Renewable resources generated about 12 percent of the energy produced within New England, including 6.3 percent from wood, refuse, and landfill gas; 4.8 percent from wind; and 1.2 percent from solar resources. Hydroelectric resources generated 8.3 percent. The region also received net imports of about 2,176 gigawatt-hours of electricity from neighboring regions.
N.E. Fuel Supply Issues
Fuel supply issues have been a concern in New England for the past two decades due to constraints on the natural gas pipeline system, which limits the availability of fuel for natural gas-fired power plants. Heating customers are served first through firm service contracts. When natural gas is not available or is higher priced than alternate fuels, the wholesale markets goes to other sources, including LNG, coal, or oil. But, since 2013, about 7,000 megawatts of these fuels have retired or announced plans for retirement in the coming years, with nearly 2,000 megawatts having retired since winter 2017/2018. Government policies are driving the backup sources out of the market.
As New England has been shuttering its coal-fired power plants, back-up power has mostly been supplied by natural gas, raising the price of electricity as cold weather forces different sectors to compete for natural gas.
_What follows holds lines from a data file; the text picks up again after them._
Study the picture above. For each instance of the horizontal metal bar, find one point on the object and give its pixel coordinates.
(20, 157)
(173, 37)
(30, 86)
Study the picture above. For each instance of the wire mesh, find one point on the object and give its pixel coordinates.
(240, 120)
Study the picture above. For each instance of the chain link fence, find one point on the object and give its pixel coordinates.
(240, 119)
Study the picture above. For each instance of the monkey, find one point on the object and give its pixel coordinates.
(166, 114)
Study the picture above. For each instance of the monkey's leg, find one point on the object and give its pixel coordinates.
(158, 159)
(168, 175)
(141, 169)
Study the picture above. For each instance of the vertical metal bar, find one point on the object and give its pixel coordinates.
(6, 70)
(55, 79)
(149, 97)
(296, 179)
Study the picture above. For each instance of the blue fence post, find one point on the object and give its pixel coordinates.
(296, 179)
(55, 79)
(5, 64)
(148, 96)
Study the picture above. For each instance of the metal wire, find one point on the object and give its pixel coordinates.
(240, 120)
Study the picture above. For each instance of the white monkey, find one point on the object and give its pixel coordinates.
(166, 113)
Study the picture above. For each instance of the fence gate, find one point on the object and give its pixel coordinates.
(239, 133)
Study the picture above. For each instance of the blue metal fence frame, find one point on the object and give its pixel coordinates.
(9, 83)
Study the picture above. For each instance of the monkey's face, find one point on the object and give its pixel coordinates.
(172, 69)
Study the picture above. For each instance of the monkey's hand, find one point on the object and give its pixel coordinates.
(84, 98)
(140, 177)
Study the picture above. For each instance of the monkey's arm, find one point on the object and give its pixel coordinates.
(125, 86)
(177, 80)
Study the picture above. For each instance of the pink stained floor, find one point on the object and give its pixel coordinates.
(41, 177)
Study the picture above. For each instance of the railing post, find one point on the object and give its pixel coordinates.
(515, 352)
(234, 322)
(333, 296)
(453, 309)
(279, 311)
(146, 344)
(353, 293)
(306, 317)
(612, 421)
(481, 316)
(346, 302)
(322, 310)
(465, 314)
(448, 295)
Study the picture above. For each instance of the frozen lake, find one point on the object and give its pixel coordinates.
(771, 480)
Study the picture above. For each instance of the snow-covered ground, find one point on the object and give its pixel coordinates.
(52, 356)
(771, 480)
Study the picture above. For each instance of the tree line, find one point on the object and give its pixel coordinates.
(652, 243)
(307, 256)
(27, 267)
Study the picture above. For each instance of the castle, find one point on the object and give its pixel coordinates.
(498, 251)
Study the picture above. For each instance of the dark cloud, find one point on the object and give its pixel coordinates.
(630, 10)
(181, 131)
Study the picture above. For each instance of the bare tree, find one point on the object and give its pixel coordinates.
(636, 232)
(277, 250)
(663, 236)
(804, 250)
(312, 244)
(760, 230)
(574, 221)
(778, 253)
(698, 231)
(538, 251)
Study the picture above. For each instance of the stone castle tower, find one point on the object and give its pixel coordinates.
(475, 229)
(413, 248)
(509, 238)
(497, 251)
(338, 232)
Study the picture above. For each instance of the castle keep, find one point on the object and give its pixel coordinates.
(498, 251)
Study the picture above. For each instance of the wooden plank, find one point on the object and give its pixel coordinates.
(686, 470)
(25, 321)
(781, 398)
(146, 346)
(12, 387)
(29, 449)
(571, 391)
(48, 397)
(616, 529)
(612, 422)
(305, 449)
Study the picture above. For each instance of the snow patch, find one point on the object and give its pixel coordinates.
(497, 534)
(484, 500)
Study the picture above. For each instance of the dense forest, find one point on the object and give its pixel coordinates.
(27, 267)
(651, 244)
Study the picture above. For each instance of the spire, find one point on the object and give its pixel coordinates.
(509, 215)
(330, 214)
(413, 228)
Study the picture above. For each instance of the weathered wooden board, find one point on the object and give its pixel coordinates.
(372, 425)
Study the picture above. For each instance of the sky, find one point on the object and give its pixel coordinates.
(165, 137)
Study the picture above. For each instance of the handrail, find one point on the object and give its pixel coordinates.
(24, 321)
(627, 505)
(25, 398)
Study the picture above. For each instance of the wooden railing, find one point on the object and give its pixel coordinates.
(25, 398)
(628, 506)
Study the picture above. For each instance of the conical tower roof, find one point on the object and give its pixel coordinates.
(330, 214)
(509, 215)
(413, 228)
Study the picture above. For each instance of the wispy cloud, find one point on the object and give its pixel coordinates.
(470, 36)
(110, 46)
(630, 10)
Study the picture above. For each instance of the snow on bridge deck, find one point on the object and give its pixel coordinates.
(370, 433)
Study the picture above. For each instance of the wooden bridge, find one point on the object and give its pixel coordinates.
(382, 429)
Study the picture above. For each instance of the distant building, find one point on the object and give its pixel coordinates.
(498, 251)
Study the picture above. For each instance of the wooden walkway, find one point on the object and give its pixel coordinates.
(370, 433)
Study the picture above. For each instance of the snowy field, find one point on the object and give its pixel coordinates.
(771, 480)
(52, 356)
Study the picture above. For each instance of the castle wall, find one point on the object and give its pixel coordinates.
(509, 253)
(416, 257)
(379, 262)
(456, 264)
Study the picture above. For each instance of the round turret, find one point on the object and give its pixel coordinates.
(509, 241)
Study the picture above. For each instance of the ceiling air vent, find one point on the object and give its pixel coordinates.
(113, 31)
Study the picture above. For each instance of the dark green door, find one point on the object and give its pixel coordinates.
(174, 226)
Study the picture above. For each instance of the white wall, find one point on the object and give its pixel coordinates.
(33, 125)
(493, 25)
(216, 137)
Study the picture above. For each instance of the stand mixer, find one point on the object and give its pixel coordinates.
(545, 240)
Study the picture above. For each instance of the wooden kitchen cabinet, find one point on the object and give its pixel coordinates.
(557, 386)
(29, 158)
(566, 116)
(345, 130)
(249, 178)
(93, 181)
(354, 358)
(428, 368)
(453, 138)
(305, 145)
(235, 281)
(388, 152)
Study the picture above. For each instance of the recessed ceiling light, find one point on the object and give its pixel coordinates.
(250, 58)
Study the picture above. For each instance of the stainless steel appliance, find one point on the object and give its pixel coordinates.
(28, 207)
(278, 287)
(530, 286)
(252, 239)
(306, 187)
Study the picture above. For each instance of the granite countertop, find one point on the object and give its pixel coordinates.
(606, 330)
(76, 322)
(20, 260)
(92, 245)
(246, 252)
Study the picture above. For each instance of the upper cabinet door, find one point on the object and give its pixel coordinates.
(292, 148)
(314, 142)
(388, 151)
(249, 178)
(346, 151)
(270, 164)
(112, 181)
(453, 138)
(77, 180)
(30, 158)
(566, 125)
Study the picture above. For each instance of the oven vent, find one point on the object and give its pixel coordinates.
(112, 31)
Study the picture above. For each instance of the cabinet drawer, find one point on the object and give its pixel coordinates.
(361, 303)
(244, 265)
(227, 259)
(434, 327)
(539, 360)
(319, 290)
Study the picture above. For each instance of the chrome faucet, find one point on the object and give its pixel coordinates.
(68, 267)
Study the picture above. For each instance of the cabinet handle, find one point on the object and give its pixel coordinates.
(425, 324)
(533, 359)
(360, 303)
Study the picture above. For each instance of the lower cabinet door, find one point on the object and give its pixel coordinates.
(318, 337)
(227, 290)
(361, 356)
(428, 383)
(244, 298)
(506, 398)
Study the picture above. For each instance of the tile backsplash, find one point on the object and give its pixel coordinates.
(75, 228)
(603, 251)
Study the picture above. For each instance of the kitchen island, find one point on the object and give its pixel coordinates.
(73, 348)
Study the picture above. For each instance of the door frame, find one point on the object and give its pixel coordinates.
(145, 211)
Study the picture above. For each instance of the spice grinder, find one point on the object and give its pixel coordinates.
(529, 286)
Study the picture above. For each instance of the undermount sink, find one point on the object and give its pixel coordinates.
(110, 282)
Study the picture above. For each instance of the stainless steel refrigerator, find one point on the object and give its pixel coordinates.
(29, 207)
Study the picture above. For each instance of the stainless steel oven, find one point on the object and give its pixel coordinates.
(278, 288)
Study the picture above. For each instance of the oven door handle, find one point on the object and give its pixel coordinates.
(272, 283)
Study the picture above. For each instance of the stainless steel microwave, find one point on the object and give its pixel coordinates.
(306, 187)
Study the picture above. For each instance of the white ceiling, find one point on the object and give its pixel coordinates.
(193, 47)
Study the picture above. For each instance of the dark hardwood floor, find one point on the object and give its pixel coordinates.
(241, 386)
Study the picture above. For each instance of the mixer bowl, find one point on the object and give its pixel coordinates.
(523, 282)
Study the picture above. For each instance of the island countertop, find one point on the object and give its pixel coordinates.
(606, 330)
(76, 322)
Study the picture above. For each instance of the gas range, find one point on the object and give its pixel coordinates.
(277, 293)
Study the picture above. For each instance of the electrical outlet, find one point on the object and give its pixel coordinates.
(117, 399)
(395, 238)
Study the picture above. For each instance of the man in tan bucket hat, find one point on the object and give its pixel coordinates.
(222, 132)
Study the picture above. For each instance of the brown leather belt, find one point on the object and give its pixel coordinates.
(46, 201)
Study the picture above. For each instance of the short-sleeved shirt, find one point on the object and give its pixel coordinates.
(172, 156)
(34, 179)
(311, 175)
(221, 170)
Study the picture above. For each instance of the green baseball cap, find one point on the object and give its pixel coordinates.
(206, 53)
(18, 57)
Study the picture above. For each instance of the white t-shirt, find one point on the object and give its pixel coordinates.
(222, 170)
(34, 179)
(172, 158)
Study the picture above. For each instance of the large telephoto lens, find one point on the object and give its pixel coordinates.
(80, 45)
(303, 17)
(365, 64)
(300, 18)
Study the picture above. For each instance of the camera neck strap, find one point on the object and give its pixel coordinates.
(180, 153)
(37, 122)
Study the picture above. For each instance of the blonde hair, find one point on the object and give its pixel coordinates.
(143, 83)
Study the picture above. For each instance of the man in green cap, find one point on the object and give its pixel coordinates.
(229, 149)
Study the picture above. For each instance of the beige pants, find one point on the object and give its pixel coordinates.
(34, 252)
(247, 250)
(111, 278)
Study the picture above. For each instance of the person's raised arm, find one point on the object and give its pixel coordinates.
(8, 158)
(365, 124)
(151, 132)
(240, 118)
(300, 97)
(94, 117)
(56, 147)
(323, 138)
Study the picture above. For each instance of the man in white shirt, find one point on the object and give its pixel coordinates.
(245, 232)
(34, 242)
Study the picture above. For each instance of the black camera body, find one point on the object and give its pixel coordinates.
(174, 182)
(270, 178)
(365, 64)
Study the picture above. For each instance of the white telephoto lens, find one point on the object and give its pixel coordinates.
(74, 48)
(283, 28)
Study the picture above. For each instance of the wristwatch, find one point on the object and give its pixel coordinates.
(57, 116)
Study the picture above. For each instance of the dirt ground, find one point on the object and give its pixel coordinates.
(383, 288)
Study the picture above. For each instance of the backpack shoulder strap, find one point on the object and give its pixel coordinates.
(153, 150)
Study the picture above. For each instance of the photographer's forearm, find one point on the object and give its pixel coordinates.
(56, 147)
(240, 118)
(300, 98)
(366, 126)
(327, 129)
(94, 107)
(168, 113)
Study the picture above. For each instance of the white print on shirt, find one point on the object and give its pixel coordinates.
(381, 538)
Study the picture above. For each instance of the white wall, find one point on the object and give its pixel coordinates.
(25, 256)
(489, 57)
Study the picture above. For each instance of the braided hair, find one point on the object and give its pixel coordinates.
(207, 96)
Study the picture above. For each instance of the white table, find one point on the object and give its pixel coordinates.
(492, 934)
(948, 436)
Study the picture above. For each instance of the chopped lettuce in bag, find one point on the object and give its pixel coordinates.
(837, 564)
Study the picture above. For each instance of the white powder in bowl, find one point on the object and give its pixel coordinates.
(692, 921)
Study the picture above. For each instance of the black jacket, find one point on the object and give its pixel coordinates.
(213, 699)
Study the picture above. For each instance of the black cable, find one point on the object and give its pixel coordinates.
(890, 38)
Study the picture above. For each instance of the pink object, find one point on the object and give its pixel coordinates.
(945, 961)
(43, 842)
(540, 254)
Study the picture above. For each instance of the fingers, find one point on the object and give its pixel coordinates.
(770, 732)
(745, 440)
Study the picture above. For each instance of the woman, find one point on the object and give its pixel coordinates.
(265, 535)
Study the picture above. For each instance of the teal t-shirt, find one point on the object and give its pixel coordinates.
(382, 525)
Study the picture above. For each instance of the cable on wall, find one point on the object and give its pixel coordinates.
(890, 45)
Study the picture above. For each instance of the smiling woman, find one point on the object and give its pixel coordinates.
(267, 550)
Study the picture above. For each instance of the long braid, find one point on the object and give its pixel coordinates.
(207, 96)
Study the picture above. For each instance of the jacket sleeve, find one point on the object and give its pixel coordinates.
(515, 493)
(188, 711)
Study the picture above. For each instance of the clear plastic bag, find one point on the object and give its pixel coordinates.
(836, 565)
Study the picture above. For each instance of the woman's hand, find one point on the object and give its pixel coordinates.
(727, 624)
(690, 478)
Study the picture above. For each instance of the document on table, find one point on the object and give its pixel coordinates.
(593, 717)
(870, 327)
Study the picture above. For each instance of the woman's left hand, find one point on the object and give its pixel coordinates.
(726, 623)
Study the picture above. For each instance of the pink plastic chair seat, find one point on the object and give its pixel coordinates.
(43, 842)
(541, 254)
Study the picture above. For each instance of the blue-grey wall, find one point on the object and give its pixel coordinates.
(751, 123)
When domestic natural gas supplies are short, the region purchases Russian LNG to supply the Everest LNG import terminal a few miles north of Boston. The Russian LNG comes from a new $27 billion terminal on the Yamal Peninsula in the Arctic Circle operated by Yamal LNG—a joint venture among Russia’s gas company Novatek, France’s Total, and China’s CNPC. LNG is both more expensive than domestic natural gas and more carbon intensive. Liquefied natural gas results in greater emissions than pipeline gas because cooling the gas to minus 260 degrees Fahrenheit and then shipping and regasifying it requires more energy than pumping natural gas through domestic pipelines. Generally, LNG produces 5 to 10 percent more emissions over its entire life cycle than piped gas. Because New England has denied permits for natural gas pipelines, the region ends up using more carbon intensive and expensive energy than it needs to.
A tight global natural gas market and existing pipeline constraints put New England in a “precarious position” this winter, as backup supplies are scarce in the region should cold weather be colder than expected or if another polar vortex should hit. The independent system operator New England, which oversees the wholesale electricity market in Maine, Massachusetts, New Hampshire, Rhode Island, Connecticut, and Vermont, see those conditions increasing the likelihood of operators having to employ planned outages to manage power demand in the event of extreme winter weather. Add to this energy situation decarbonization efforts within the states, mostly in statute, and tools to get there, such as the Regional Greenhouse Gas Initiative, and it is easy to see why electricity and natural gas prices are high in the region. While this does not get much coverage in the press, substantial price increases such as these are bound to catch the attention of the consumers in the region.